Channels, Timeouts, and Tickers

This lesson explains how to set the responses of goroutines with time as a controlling factor.

The time package has some interesting functionality to use in combination with channels. It contains a struct time.Ticker, which is an object that repeatedly sends a time value on a contained channel C at a specified time interval:

type Ticker struct {
  C <-chan Time // the channel on which the ticks are delivered.
  // contains filtered or unexported fields
  ...
}

A Ticker can be very useful when, during the execution of goroutines, something (logging a status, a printout, a calculation, and so on) has to be done periodically at a certain time interval. It is stopped with Stop(); use this in a defer statement.

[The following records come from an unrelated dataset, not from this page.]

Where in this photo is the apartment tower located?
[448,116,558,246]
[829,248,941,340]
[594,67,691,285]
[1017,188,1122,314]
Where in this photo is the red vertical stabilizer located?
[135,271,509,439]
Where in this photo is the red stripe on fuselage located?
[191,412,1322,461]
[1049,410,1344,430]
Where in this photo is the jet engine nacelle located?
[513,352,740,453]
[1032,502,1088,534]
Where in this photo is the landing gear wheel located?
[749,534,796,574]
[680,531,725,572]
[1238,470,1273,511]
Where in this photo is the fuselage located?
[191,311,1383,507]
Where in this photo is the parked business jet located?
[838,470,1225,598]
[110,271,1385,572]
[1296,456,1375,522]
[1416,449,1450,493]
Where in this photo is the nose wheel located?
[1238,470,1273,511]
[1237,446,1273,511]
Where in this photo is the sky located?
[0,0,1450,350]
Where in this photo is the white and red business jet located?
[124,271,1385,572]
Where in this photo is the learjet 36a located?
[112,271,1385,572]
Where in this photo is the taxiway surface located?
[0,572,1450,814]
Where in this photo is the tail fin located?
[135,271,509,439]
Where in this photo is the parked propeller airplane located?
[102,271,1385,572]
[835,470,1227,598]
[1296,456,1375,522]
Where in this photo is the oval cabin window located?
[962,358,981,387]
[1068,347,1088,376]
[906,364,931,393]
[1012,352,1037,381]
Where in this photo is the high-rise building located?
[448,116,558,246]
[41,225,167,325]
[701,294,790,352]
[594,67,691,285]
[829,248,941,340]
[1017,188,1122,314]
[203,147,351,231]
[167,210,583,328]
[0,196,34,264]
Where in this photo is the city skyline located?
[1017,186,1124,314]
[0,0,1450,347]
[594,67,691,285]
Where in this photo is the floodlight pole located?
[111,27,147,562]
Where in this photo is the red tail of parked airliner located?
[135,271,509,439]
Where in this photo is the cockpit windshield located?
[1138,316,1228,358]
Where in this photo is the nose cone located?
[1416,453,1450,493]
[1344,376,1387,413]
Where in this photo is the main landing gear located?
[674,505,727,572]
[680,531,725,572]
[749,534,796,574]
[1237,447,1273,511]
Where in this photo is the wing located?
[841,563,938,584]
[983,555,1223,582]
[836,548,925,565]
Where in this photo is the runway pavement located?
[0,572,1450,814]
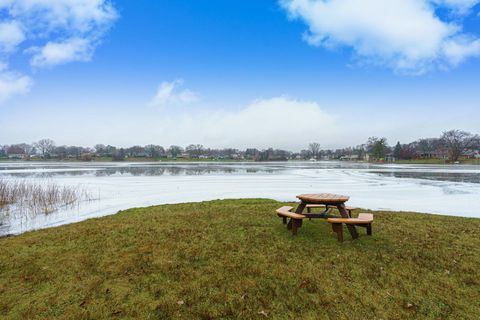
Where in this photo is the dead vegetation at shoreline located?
[0,180,93,218]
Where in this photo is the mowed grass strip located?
[0,199,480,319]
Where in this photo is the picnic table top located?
[297,193,350,204]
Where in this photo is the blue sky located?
[0,0,480,150]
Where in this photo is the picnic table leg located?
[337,203,358,239]
[287,201,307,235]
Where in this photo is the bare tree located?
[185,144,205,158]
[145,144,165,158]
[34,139,55,159]
[367,137,388,160]
[441,130,480,161]
[308,142,320,159]
[168,146,183,158]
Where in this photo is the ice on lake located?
[0,161,480,235]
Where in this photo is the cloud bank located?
[280,0,480,74]
[0,0,118,100]
[150,79,198,107]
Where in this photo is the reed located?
[0,180,93,214]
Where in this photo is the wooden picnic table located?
[295,193,358,239]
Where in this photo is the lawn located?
[0,199,480,319]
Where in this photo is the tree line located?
[0,130,480,162]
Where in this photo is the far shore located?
[0,157,480,165]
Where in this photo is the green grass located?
[394,159,480,165]
[0,199,480,319]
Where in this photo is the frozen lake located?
[0,161,480,235]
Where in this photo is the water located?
[0,162,480,235]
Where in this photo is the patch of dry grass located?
[0,199,480,319]
[0,179,91,214]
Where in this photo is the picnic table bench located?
[276,193,373,241]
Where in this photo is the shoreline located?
[0,198,480,239]
[0,199,480,319]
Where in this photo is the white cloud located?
[150,79,198,107]
[141,96,340,150]
[430,0,480,14]
[184,96,337,149]
[0,64,33,103]
[0,0,118,100]
[30,38,93,67]
[280,0,480,73]
[0,21,25,53]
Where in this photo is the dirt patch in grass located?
[0,199,480,319]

All this fits nicely in a select statement:

ticker := time.NewTicker(updateInterval)
defer ticker.Stop()
...
select {
  case u:= <- ch1:
    ...
  case v:= <- ch2:
    ...
  case <- ticker.C:

   logState(status) // e.g. call some logging function logState

  default: // no value ready to be received
    ...
}

The time.Tick() function with signature func Tick(d Duration) <-chan Time is useful when you only need access to the return channel and don’t need to shut it down. It sends out the time on the return channel with periodicity d, which is a number of nanoseconds. It is handy to use when ...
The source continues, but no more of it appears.